Was vom amerikanischen Traum übrig bleibt

by Buchstaplerin Maike

Hoff­nung und Ernüch­te­rung hal­ten sich in „Das geträumte Land” von Imbolo Mbue die Waage. Buch­stap­le­rin Maike bangt mit einer kame­ru­ni­schen Fami­lie in New York zur Zeit des Bör­sen­crashs im Jahre 2008. Sie erfährt, was Men­schen alles für ihre Fami­lien und ihren (ame­ri­ka­ni­schen) Traum zu tun bereit sind.

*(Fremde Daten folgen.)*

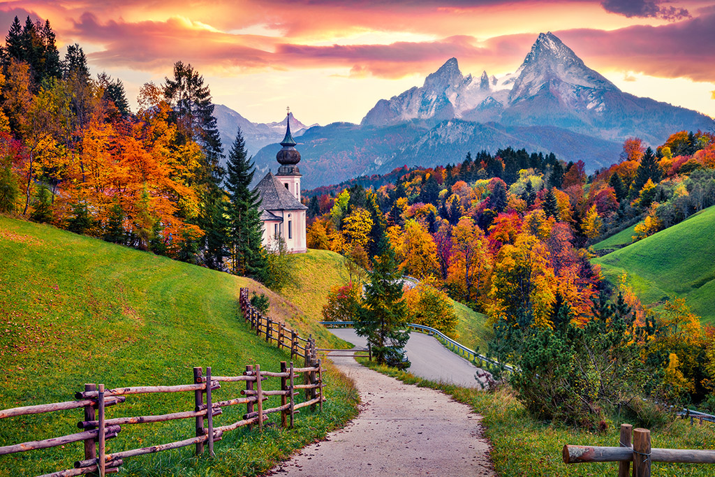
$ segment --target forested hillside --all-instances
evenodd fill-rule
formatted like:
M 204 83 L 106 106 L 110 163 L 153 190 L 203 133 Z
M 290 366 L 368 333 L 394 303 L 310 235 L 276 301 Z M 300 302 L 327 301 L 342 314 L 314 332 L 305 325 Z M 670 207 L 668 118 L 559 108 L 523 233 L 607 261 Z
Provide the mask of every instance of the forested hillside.
M 270 315 L 302 335 L 312 334 L 319 346 L 340 345 L 294 304 L 257 282 L 47 225 L 0 217 L 0 373 L 5 383 L 0 408 L 67 400 L 84 383 L 110 388 L 186 384 L 194 366 L 212 366 L 216 375 L 240 373 L 255 363 L 275 370 L 290 355 L 256 338 L 244 323 L 237 301 L 240 287 L 266 293 Z M 190 451 L 179 449 L 128 459 L 122 471 L 131 476 L 183 476 L 209 467 L 216 475 L 263 471 L 291 448 L 352 415 L 355 396 L 349 383 L 332 372 L 327 379 L 327 412 L 301 414 L 310 424 L 285 441 L 290 444 L 267 451 L 263 438 L 231 433 L 217 444 L 215 461 L 189 459 Z M 142 415 L 193 406 L 192 394 L 131 396 L 112 412 Z M 239 420 L 245 408 L 238 407 L 227 408 L 222 422 Z M 4 419 L 0 441 L 77 432 L 80 415 L 74 410 Z M 111 446 L 136 448 L 193 433 L 192 420 L 133 426 L 123 429 Z M 0 474 L 19 477 L 69 468 L 82 456 L 82 443 L 66 448 L 4 456 Z

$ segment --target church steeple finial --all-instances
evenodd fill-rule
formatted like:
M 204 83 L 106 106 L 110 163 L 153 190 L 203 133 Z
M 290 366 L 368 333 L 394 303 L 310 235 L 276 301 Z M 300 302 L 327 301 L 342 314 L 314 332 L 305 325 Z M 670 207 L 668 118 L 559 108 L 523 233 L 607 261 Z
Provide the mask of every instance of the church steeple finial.
M 297 144 L 293 136 L 290 134 L 290 108 L 286 108 L 287 114 L 285 117 L 285 137 L 281 142 L 280 145 L 283 147 L 278 151 L 275 158 L 278 159 L 278 163 L 281 164 L 278 169 L 278 174 L 280 175 L 300 174 L 297 164 L 300 162 L 300 153 L 295 149 L 295 144 Z
M 280 145 L 283 147 L 292 147 L 297 143 L 290 134 L 290 107 L 285 108 L 285 137 L 281 141 Z

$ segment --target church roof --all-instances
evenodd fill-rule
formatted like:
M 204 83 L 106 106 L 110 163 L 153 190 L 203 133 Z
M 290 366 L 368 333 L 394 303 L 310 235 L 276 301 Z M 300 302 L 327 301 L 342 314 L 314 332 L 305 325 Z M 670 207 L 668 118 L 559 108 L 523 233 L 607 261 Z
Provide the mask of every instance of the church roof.
M 262 222 L 283 222 L 283 219 L 272 212 L 264 210 L 261 212 Z
M 261 196 L 262 210 L 305 210 L 307 207 L 298 202 L 272 173 L 268 172 L 254 190 Z

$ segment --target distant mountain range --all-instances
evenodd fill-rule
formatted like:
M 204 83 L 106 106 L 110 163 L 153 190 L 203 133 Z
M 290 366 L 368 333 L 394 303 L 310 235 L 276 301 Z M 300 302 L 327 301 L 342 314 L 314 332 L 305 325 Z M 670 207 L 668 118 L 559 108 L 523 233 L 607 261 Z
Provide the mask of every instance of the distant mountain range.
M 616 161 L 628 137 L 655 146 L 677 131 L 713 127 L 697 112 L 624 93 L 547 33 L 513 74 L 465 77 L 451 58 L 421 87 L 378 101 L 360 124 L 310 127 L 297 147 L 308 189 L 508 146 L 582 159 L 593 171 Z M 276 134 L 275 142 L 282 138 Z M 277 167 L 280 148 L 271 144 L 255 154 L 257 177 Z
M 239 127 L 246 142 L 246 149 L 249 155 L 255 154 L 261 148 L 270 144 L 278 142 L 285 135 L 286 118 L 282 121 L 269 123 L 251 122 L 237 112 L 223 104 L 214 106 L 214 117 L 216 126 L 221 136 L 221 144 L 224 153 L 227 156 L 233 142 L 236 140 L 236 132 Z M 300 122 L 290 113 L 290 131 L 293 137 L 302 134 L 309 126 Z M 317 126 L 317 124 L 313 124 Z

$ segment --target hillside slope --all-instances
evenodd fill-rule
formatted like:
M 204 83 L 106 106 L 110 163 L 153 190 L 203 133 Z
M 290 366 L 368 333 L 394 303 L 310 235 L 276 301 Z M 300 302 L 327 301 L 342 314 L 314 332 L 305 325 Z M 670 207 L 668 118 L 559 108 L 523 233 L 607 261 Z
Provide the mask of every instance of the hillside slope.
M 240 373 L 254 363 L 277 369 L 290 355 L 265 345 L 245 324 L 237 303 L 242 286 L 267 292 L 271 316 L 301 335 L 312 333 L 318 346 L 339 344 L 295 305 L 252 280 L 0 217 L 0 408 L 66 400 L 84 383 L 109 388 L 186 384 L 192 380 L 193 366 L 210 365 L 214 375 Z M 251 447 L 252 441 L 265 446 L 265 436 L 246 437 L 237 431 L 217 445 L 220 458 L 214 461 L 191 459 L 192 451 L 181 449 L 127 459 L 123 472 L 222 476 L 262 471 L 267 461 L 285 456 L 352 415 L 354 396 L 347 398 L 349 385 L 337 374 L 330 373 L 328 379 L 332 398 L 326 403 L 327 412 L 302 414 L 299 421 L 305 419 L 306 426 L 294 432 L 289 443 Z M 217 393 L 235 397 L 240 387 L 231 385 Z M 142 415 L 193 406 L 188 393 L 147 395 L 130 396 L 108 412 L 110 417 Z M 217 419 L 221 425 L 239 420 L 245 412 L 239 408 L 242 406 L 226 408 Z M 80 415 L 69 410 L 3 420 L 0 442 L 77 432 Z M 193 432 L 191 420 L 129 426 L 109 447 L 120 451 L 168 443 Z M 0 456 L 0 475 L 69 468 L 82 455 L 82 444 L 66 447 Z
M 611 281 L 627 272 L 646 304 L 676 295 L 703 323 L 715 323 L 715 207 L 593 262 Z

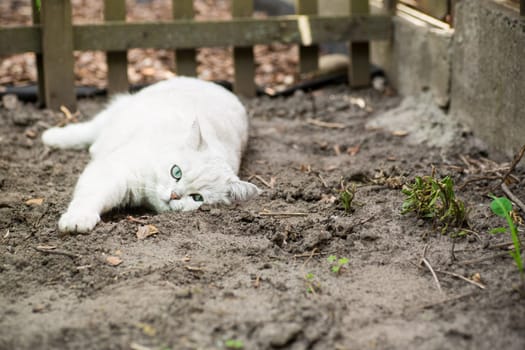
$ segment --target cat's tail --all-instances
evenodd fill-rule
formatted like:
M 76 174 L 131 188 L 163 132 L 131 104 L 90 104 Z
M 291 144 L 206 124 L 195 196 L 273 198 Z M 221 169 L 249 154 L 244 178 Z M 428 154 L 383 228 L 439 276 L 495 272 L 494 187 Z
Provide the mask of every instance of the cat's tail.
M 99 127 L 94 121 L 51 128 L 42 134 L 45 145 L 53 148 L 88 148 L 97 138 Z

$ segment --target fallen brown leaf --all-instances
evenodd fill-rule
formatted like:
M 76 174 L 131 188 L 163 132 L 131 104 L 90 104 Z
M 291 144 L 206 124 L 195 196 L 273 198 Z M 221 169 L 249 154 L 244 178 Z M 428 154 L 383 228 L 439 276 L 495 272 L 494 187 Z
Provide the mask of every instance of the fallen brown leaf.
M 143 225 L 139 226 L 139 229 L 137 230 L 137 238 L 138 239 L 145 239 L 149 236 L 152 236 L 156 233 L 159 233 L 159 229 L 156 228 L 153 225 Z
M 398 137 L 404 137 L 404 136 L 407 136 L 409 134 L 408 131 L 406 130 L 394 130 L 392 131 L 392 135 L 393 136 L 398 136 Z
M 108 263 L 108 265 L 111 265 L 111 266 L 118 266 L 122 264 L 122 259 L 119 258 L 118 256 L 108 256 L 106 258 L 106 263 Z
M 31 198 L 25 201 L 27 205 L 42 205 L 44 203 L 44 198 Z
M 352 147 L 348 147 L 348 149 L 346 150 L 346 153 L 351 156 L 355 156 L 357 153 L 359 153 L 360 150 L 361 150 L 361 145 L 355 145 Z

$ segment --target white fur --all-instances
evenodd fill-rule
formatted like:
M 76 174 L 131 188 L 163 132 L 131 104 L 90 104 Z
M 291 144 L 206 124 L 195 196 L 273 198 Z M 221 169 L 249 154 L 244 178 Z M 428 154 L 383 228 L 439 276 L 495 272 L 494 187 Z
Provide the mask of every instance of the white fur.
M 189 211 L 203 204 L 190 194 L 230 204 L 260 192 L 237 177 L 248 140 L 244 107 L 198 79 L 173 78 L 117 96 L 93 120 L 51 128 L 42 140 L 56 148 L 89 147 L 92 157 L 59 220 L 61 231 L 87 232 L 117 206 Z M 182 170 L 178 182 L 170 174 L 175 164 Z

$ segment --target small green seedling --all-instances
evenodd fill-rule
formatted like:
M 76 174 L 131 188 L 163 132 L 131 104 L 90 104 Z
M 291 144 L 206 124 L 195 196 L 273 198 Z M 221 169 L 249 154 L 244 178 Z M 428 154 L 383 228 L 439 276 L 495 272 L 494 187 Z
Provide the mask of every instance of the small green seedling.
M 454 181 L 450 176 L 441 180 L 433 175 L 417 176 L 401 191 L 406 196 L 401 214 L 414 212 L 420 218 L 431 219 L 443 234 L 449 227 L 463 227 L 467 222 L 465 204 L 456 198 Z
M 335 255 L 330 255 L 326 260 L 331 264 L 330 270 L 333 273 L 338 274 L 341 272 L 341 268 L 348 264 L 348 258 L 337 258 Z
M 346 214 L 352 212 L 352 202 L 355 197 L 356 187 L 355 184 L 346 185 L 343 180 L 341 180 L 341 188 L 339 189 L 339 202 L 343 206 L 343 209 Z
M 224 342 L 226 349 L 244 349 L 244 342 L 239 339 L 228 339 Z
M 512 244 L 514 245 L 514 250 L 510 252 L 510 255 L 512 256 L 512 258 L 514 258 L 514 261 L 518 266 L 518 270 L 520 271 L 521 281 L 522 283 L 524 283 L 524 270 L 523 260 L 521 260 L 520 239 L 518 237 L 518 230 L 516 229 L 516 225 L 514 224 L 514 221 L 512 220 L 512 217 L 510 215 L 512 211 L 512 203 L 507 197 L 498 198 L 496 196 L 491 196 L 491 198 L 492 202 L 490 203 L 490 209 L 497 216 L 505 218 L 507 220 L 508 227 L 496 227 L 490 230 L 490 233 L 497 234 L 504 233 L 507 231 L 510 232 Z
M 304 280 L 306 281 L 306 293 L 316 294 L 321 289 L 321 283 L 316 281 L 315 275 L 311 272 L 308 272 L 304 275 Z

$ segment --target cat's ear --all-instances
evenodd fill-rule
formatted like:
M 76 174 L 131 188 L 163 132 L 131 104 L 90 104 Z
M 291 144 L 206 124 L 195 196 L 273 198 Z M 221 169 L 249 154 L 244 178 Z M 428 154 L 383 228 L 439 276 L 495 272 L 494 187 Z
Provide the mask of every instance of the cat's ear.
M 261 193 L 262 191 L 254 184 L 241 180 L 230 182 L 228 188 L 228 198 L 232 202 L 244 202 Z
M 199 121 L 195 119 L 191 124 L 190 136 L 188 137 L 188 146 L 195 150 L 206 148 L 206 141 L 202 138 Z

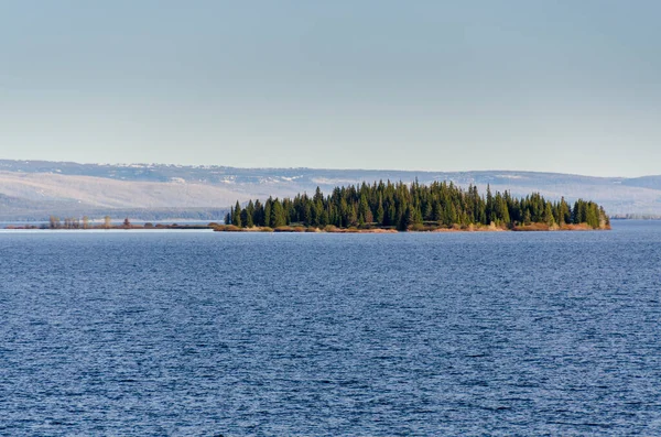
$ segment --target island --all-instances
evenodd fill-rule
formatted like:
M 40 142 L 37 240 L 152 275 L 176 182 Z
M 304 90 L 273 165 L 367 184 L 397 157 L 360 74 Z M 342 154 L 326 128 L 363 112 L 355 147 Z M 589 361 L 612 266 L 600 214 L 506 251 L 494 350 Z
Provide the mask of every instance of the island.
M 236 205 L 215 231 L 275 232 L 400 232 L 400 231 L 552 231 L 605 230 L 604 208 L 564 197 L 546 200 L 539 193 L 514 197 L 508 190 L 486 195 L 476 186 L 464 189 L 452 182 L 423 185 L 390 181 L 337 186 L 330 195 L 250 200 Z

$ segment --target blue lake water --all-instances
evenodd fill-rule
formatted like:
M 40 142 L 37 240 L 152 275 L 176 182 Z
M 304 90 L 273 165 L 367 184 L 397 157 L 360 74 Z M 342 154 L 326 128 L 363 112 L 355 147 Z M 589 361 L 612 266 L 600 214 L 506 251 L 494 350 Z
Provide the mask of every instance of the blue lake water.
M 661 435 L 661 222 L 0 232 L 0 435 Z

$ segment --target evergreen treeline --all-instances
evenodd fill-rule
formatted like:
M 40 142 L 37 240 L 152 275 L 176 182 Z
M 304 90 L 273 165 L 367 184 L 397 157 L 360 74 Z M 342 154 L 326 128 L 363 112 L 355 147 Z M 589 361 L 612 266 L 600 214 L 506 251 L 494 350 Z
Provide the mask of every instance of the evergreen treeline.
M 313 196 L 270 197 L 264 203 L 250 200 L 245 207 L 237 201 L 225 222 L 240 228 L 300 223 L 316 228 L 333 225 L 399 230 L 491 223 L 502 228 L 587 223 L 595 229 L 609 225 L 604 209 L 593 201 L 576 200 L 572 207 L 564 198 L 550 201 L 538 193 L 514 198 L 509 192 L 494 194 L 488 187 L 486 196 L 481 196 L 473 185 L 464 190 L 452 182 L 421 185 L 418 181 L 410 185 L 381 181 L 336 187 L 327 196 L 317 187 Z

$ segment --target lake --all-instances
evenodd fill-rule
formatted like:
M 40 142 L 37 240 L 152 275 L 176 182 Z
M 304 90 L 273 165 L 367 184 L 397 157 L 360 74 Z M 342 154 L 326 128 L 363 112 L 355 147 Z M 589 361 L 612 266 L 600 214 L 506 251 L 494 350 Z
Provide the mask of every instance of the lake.
M 0 435 L 661 435 L 661 222 L 0 232 Z

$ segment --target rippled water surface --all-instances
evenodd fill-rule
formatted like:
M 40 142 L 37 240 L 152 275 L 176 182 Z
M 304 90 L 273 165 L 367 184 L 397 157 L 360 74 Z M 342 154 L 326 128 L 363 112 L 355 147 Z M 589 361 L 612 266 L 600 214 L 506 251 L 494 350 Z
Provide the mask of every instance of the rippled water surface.
M 661 435 L 661 223 L 0 232 L 0 435 Z

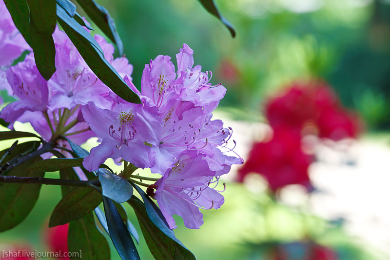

Für Jende Jonga ist New York der Mit­tel­punkt der Welt, und nir­gendwo sonst soll seine Fami­lie zu Hause sein. Noch ist die Immo­bi­li­en­blase nicht zer­platzt und so üben die Wol­ken­krat­zer der Wall Street eine magi­sche Anzie­hungs­kraft auf den Ein­wan­de­rer aus Kame­run aus. Jende gelingt etwas, das wie ein Mär­chen klingt: Clark Edwards, ein rei­cher Mak­ler bei Leh­man Bro­thers, stellt ihn als per­sön­li­chen Chauf­feur ein. Die Wege der Fami­lien Jonga und Edwards kreu­zen sich immer stär­ker, bis auch Jen­des Frau Neni neben ihrem Stu­dium für Clarks Frau Cindy arbei­tet. Mit der Zeit wer­fen Jende und Neni einen Blick hin­ter die glit­zernde Fas­sade der rei­chen Wei­ßen. Als sie brö­ckelt, beginnt alles zu zerfallen …

„Als ich in Limbe Müll gesam­melt habe, hät­ten wir da geglaubt, dass wir es irgend­wie nach New York schaffen?”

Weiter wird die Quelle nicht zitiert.